New App Connects Cancer Patients To Treatment

Marty Tenenbaum, now 67, felt alone when he found out he had cancer over ten years ago. He researched through tedious medical studies and labored over complicated emails to medical personnel. He survived melanoma, the deadliest form of skin cancer, and wanted to make sure that others who get a cancer diagnosis have somewhere online to collaborate and look for help.

Cancer Commons was launched this week with the hope of bringing together the medical community and patients to engage in what it calls “personalized oncology.”

How It Works
The website is broken into disease models (MDMs), or research on each type of cancer. From the website:

Leading physicians and scientists in each cancer curate molecular disease models (MDMs) that identify the most relevant tests, treatments and trials for each molecular subtype of that cancer, based on the best current knowledge.

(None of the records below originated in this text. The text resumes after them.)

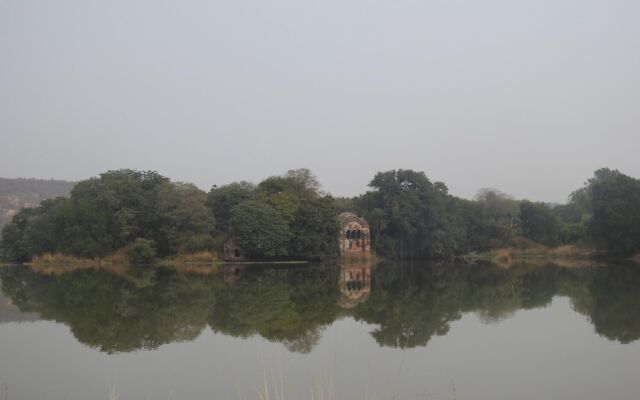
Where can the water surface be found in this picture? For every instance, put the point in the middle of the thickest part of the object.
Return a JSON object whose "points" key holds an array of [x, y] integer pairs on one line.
{"points": [[403, 331]]}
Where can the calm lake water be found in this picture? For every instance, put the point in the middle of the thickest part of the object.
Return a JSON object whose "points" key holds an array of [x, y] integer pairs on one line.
{"points": [[391, 331]]}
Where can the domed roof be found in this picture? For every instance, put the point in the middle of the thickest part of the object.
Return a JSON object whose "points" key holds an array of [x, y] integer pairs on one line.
{"points": [[346, 217]]}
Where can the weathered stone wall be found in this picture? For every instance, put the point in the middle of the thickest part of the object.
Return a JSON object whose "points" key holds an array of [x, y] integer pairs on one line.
{"points": [[355, 235]]}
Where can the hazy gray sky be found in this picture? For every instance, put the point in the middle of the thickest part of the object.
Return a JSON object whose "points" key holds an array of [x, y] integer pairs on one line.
{"points": [[526, 96]]}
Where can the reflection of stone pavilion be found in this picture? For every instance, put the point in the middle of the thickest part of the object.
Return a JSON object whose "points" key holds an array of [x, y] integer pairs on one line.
{"points": [[354, 284], [231, 273], [232, 251], [355, 236]]}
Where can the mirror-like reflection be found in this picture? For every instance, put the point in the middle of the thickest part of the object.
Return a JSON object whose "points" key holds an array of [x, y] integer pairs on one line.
{"points": [[145, 307]]}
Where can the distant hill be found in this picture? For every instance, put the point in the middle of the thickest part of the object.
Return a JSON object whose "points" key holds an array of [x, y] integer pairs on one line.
{"points": [[18, 193]]}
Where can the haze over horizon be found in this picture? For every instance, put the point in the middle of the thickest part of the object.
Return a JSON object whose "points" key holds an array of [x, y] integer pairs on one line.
{"points": [[528, 98]]}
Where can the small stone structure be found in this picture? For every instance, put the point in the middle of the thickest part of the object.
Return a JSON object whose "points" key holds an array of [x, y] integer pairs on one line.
{"points": [[355, 235], [232, 251]]}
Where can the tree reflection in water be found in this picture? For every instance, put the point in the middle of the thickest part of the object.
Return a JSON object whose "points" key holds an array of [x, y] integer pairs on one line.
{"points": [[145, 307]]}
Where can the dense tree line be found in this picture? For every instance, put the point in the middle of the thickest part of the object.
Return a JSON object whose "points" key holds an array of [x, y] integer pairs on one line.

Patients and Physicians access the MDM through web based applications that transform its knowledge into personalized actionable information that inform testing and treatment decisions.

The idea is to repeat the pattern of test, treat, analyze, learn in an online community.

First Steps
Cancer Commons intends to begin building these open-science communities one cancer at a time. They began with melanoma, the disease Tenenbaum himself battled. By identifying nine subtypes of melanoma, researchers categorize patients in one of nine categories and are able to follow research and tests in each area.

Tenenbaum told the Associated Press:

I’m just trying to pull together all the pieces that are needed to do a real, rational attack on cancer. The way to do that, he says, is to pull people out of their individual labs, offices and hospitals to collaborate in a way not possible before the Web and mobile technologies made it easy to pool vast amounts of information.

Tenenbaum considers himself lucky, believing he would not have survived if he hadn’t had personal connections at the National Cancer Institute where he was able to be in experimental studies. He hopes to see the medical community come together in what is now called “open science” to use science to fight cancer collaboratively.

The App
The Targeted Therapy Finder app for melanoma patients launched this week. Users provide tumor information in order to learn about molecular tests and potential treatments. The app, rather than providing medical advice, provides treatment information for patients to consider with their doctors.

Looking Forward

Cancer Commons is in very early stages, but is looking for physicians with patients who have failed the standard of care, patients with late-stage disease, researchers who truly want to learn from and help patients, and life science companies involved in molecular diagnostics, therapeutics and laboratory services for oncology. The movement hopes to cover many cancer types and provide a wide-range of medical information in one place.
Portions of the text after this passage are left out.